What the New Oakland City Council Will Mean for Businesses

Curious about how the outcome of the local election could change Oakland’s business landscape? Check out this election outcomes analysis from Barbara Leslie, President and CEO of the Oakland Chamber of Commerce.

We’ve reached the point in our post-election cycle where the fog has cleared, and we have real changes on the horizon. While the 2020 presidential election stole the show – understandably – local elections saw some significant changes in Oakland’s City Council. If you’re an Oaklander or local business owner, you might be wondering what these changes look like practically speaking.


Arguably, the biggest change brought by this election is less an ideological shift than experiential one. Beginning January 4, 2021, a whopping 5 out of 8 Oakland City Councilmembers will be in their first term for not just the Council, but for any elected office. 

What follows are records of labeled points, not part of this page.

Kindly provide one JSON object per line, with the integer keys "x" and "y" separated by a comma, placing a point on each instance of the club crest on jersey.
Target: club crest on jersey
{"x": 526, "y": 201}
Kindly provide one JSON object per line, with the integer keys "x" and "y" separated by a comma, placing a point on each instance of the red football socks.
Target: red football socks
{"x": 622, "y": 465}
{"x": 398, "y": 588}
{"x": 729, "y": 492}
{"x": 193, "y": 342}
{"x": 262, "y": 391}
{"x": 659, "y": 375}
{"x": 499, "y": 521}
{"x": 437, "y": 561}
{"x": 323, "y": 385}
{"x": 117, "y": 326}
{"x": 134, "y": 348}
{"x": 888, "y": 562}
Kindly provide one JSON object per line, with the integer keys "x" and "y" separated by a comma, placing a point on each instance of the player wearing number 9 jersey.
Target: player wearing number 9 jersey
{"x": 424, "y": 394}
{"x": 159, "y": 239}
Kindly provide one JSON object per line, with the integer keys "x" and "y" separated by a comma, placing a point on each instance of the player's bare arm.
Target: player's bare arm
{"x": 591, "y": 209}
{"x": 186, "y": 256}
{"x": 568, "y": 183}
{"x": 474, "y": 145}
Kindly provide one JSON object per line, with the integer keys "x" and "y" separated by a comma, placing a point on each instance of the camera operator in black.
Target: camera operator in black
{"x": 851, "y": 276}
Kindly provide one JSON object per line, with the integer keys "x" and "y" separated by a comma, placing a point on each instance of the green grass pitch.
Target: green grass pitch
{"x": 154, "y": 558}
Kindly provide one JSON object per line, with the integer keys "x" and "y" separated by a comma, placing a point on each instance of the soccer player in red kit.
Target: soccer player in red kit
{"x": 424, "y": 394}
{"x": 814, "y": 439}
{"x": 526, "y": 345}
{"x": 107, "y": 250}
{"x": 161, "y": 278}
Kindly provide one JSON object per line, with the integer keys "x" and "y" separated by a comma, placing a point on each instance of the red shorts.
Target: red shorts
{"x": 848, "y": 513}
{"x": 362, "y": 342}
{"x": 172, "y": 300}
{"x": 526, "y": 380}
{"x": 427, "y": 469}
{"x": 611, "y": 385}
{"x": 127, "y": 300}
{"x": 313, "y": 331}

In District 3, Moms4Housing organizer and ACCE Oakland Executive Director Carroll Fife defeated two-term Councilmember Lynette Gibson McElhaney. Outgoing Councilmember Gibson McElhaney was often a moderating voice on the Council, leading the formation of the Equity Caucus. Councilmember-elect Fife – who is a longtime Oaklander but new to District 3 – will represent the city’s Downtown, West Oakland, and Jack London. 


Treva Reid is the other new face joining the Council in January. However, she’s long been known as a leader in her District 7 East Oakland community, Reid also brings considerable institutional knowledge from the retiring councilmember of 24 years, her father Larry Reid. Councilmember-Elect Reid is poised to hit the ground running. 


Incumbents Council President Rebecca Kaplan, President Pro Tem Dan Kalb, and Councilmember Noel Gallo will all be returned to office for another term. The returning incumbents will rejoin their colleagues Councilmembers Bas, Taylor, and Thao who were all elected to their first terms in 2018. We’re thrilled that the Oakland City Council continues to stand for diversity – this eight-person team represents the racial, gender, and age diversity of our Oakland community. 


Ideologically, Oakland continues to have one of the most progressive elected governments in the country. This has long been a point of pride for Oakland voters and businesses alike. As we’ve seen from experience, being progressive does not mean being anti-business and being anti-business does not make you a progressive. Oakland’s economy will continue to face serious threats in 2021 due to the COVID-19 pandemic that will require Oakland leaders from government, to nonprofit, to business, to union to work together like never before. 


An additional trend to note is that voters generally care most about fiscal responsibility and economic development during a recession – a trend that seems to have initially been borne out in the narrow county sales tax race. Measure W – a sales tax increase passed by an extremely narrow 1,100 votes, barely reaching 50.08 percent. Contrast that to the most recent sales tax increase passed before the shelter-in-place on March 3, 2020 that passed with 64.35 percent of the vote. 


In our October 2020 Pulse of Oakland Poll, likely voters told us that they believed the worst of the COVID-19 pandemic was yet to come, and acknowledged that the economy had worsened over the last year. Residents are closely tuned in to how their local politicians are responding to the pandemic, and related crises with our economy and housing. As our recession continues, keep an eye out for this trend to continue to influence the decisions of Oaklanders. 

Regardless of what’s to come locally, the City of Oakland will certainly benefit from steady and friendlier leadership in the White House. We’re also looking forward to seeing Oakland-native Kamala Harris bring her local perspective to national issues as Vice President. While there’s still a lot of work to be done locally and nationally, Oakland will continue to bring real influence throughout both California and the country.